In developing countries, conditions, constraints, and resources differ sharply with industrialized nations, creating special challenges for the technical and educational research communities.
We seek high quality submissions of original unpublished research on all aspects of technology for education in developing countries. Researchers and educators with new perspectives on applications of technology in this context are strongly encouraged to submit their work.
The main topics of the workshop include but are not limited to:
Applications and systems: multimedia applications, adaptive learning environments, open source tools for teaching and learning, databases, data warehousing and data mining for
(mass) education, portals, web tools, asynchronous applications, distributed education
Novel technologies: alternative (low-cost, low-energy) technologies, wireless and mobile learning platforms, information retrieval for slow/unreliable connections, hand-on and hands-in technologies
Learning settings: special education, non-formal education, vocational training and continuous education, literacy applications, ICT education, distance learning
Impact of technology: project deployments, cultural issues in educational development, minority language requirements, cross-language interfaces, human-computer interfaces, cultural usability
Resource sharing: collaborative learning in local environments, human-computer interfaces for resource sharing, teaching resource management, grid computing infrastructures
Evaluation and policy issues: gender issues, universal access, technology as a tool for fighting poverty, cost-benefit analyses, sustainable educational technology, license issues of open source courseware
* Workshop Chairs:
Erkki Sutinen (University of Joensuu,Finland) (sutinen@cs.joensuu.fi)
Henrik Hautop Lund (University of Southern Denmark) (hhl@mip.sdu.dk)
Alejandro Jaimes (Fuji Xerox, Nakai Research Center, Japan) (ajaimes@ee.columbia.edu)
Daby Sow (IBM T. J. Watson Research Center, Hawthorne, NY USA) (sowdaby@us.ibm.com)

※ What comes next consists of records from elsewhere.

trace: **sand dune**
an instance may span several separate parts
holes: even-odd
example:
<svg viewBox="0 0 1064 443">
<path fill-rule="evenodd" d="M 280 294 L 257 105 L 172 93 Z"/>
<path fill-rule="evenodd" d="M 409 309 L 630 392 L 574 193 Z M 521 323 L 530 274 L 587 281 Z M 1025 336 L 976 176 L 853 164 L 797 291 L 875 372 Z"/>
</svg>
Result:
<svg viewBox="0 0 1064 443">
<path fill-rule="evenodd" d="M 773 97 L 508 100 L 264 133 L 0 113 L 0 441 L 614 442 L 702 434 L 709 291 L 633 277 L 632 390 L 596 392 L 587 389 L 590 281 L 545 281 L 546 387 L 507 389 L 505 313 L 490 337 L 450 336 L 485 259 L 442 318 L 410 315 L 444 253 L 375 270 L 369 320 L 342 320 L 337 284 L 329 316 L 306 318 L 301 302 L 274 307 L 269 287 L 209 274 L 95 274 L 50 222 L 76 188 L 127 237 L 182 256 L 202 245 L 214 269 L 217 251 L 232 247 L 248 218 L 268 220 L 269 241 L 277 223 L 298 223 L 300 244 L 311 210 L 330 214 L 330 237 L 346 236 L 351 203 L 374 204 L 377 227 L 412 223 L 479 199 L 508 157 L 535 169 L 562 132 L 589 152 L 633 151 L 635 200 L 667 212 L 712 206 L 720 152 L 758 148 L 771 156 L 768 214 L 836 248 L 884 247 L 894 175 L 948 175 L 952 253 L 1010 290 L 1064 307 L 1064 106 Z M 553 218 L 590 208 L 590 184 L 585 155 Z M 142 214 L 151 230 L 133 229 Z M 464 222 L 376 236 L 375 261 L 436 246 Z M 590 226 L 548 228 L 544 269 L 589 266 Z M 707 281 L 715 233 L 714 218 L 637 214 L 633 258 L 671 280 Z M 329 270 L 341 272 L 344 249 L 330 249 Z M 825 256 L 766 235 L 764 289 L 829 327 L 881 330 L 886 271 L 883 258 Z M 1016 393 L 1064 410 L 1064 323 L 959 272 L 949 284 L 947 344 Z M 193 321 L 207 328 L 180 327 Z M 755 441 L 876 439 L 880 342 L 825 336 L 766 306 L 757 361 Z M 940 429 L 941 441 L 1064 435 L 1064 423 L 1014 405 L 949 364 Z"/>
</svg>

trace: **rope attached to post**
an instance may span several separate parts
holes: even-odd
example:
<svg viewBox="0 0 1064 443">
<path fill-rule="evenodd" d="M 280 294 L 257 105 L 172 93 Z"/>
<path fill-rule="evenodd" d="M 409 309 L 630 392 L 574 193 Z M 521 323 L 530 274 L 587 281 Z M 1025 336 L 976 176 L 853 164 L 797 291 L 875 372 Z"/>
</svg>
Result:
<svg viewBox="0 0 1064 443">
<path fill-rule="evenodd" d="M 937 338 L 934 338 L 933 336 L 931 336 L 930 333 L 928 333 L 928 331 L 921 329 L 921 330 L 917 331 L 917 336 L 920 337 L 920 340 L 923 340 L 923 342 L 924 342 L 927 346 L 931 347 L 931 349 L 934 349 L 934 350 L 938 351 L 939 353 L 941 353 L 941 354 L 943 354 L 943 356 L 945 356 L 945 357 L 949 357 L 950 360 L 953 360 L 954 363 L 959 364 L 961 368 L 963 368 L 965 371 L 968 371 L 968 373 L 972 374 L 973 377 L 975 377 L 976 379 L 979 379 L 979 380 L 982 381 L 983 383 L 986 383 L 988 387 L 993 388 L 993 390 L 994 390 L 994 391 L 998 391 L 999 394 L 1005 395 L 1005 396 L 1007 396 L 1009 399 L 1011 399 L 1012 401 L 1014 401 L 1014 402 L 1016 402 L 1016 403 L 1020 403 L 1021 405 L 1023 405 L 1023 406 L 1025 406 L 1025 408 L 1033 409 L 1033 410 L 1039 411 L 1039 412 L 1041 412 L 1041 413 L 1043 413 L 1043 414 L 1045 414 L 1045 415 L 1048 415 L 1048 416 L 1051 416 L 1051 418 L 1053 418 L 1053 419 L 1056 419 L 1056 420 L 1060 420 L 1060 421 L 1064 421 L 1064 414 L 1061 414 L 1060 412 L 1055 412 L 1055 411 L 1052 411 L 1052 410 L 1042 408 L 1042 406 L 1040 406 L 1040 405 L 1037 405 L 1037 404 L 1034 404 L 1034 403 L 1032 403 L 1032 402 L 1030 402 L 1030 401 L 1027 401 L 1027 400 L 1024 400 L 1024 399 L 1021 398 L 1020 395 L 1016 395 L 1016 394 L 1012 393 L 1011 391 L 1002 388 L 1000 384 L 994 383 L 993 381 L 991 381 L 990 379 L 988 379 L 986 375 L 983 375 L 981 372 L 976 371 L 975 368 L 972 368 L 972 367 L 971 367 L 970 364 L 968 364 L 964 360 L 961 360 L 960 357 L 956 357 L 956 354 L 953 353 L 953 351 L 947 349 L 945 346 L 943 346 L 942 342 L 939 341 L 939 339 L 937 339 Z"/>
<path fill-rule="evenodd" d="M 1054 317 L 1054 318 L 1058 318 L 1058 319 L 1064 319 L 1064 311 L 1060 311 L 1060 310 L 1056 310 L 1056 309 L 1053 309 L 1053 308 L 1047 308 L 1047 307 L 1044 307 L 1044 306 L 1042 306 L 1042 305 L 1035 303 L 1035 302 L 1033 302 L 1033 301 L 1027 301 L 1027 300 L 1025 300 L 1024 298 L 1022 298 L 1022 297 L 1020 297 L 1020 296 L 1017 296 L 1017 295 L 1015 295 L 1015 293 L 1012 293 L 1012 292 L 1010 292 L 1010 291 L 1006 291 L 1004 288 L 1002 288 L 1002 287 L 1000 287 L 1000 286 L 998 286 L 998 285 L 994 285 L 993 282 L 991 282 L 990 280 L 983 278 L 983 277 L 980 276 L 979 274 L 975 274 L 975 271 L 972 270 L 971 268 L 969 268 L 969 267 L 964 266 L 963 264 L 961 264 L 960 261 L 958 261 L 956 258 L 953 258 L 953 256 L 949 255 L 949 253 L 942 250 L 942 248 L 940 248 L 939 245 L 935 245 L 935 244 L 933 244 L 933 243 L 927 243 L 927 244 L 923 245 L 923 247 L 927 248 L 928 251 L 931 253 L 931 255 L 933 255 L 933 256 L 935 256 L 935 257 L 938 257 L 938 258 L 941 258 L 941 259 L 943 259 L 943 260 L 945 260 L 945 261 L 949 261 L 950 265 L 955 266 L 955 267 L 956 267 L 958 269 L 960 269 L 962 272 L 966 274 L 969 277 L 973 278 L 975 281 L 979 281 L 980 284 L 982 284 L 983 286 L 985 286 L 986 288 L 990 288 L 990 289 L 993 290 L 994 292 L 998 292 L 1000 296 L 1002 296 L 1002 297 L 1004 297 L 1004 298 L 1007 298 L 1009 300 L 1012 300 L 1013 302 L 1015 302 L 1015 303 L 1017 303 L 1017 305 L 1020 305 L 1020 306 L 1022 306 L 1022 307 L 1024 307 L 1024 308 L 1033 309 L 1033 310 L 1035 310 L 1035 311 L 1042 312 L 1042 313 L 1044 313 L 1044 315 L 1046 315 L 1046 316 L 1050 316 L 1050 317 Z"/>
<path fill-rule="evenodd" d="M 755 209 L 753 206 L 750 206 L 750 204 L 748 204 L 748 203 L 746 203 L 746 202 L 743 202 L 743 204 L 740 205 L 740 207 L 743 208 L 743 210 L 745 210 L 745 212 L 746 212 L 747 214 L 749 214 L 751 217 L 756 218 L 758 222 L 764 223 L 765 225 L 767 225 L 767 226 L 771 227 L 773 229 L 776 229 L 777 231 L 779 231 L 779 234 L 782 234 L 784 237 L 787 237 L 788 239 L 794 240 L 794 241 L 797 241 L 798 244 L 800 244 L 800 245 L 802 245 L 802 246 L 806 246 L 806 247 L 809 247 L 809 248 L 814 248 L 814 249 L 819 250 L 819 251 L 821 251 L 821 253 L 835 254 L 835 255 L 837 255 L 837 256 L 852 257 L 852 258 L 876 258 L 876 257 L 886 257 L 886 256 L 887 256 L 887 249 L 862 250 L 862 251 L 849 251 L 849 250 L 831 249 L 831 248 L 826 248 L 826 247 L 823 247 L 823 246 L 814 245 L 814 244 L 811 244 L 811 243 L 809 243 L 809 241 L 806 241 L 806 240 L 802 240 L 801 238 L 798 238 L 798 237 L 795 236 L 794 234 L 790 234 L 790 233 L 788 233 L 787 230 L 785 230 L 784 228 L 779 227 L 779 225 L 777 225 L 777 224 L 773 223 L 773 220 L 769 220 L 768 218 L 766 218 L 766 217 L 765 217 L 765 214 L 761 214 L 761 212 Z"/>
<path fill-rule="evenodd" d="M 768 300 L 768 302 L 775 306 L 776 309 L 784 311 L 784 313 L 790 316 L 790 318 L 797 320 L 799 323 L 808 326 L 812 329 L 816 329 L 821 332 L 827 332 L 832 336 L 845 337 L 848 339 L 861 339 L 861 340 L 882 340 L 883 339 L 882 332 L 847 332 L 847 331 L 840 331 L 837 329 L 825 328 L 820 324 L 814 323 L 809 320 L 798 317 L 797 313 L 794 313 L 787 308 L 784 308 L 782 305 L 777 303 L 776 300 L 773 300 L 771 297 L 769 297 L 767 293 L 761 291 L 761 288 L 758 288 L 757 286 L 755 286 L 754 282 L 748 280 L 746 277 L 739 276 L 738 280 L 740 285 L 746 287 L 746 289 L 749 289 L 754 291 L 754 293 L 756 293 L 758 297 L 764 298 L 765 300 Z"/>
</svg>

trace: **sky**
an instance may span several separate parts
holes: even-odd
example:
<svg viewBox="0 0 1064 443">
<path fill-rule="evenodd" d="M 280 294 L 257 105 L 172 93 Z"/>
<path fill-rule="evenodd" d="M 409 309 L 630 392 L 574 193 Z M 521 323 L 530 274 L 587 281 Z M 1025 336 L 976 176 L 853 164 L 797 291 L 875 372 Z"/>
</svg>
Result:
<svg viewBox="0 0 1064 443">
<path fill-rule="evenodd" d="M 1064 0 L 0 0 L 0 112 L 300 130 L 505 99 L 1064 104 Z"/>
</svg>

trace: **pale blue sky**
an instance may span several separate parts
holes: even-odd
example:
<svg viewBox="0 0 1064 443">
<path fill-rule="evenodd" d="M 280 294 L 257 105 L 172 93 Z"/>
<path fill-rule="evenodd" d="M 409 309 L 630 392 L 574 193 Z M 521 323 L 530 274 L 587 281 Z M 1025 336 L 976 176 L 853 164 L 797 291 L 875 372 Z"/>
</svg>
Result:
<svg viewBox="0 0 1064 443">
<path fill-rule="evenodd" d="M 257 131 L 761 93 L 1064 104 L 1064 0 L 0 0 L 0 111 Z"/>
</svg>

Kinshuk (Massey University, Palmerston North, New Zealand) (kinshuk@ieee.org)
* Paper format:
Full papers: 5 pages, Posters: 2 pages
Please see IEEE Computer Society guidelines. Authors can also use Word Template and Format guidelines. Please submit properly formatted PDF files. Papers that do not
adhere to the IEEE guidelines will not be accepted for review.
Review process:
All submissions will be refereed by international experts in double-blind review process on the basis of relevance, originality, significance, soundness and clarity.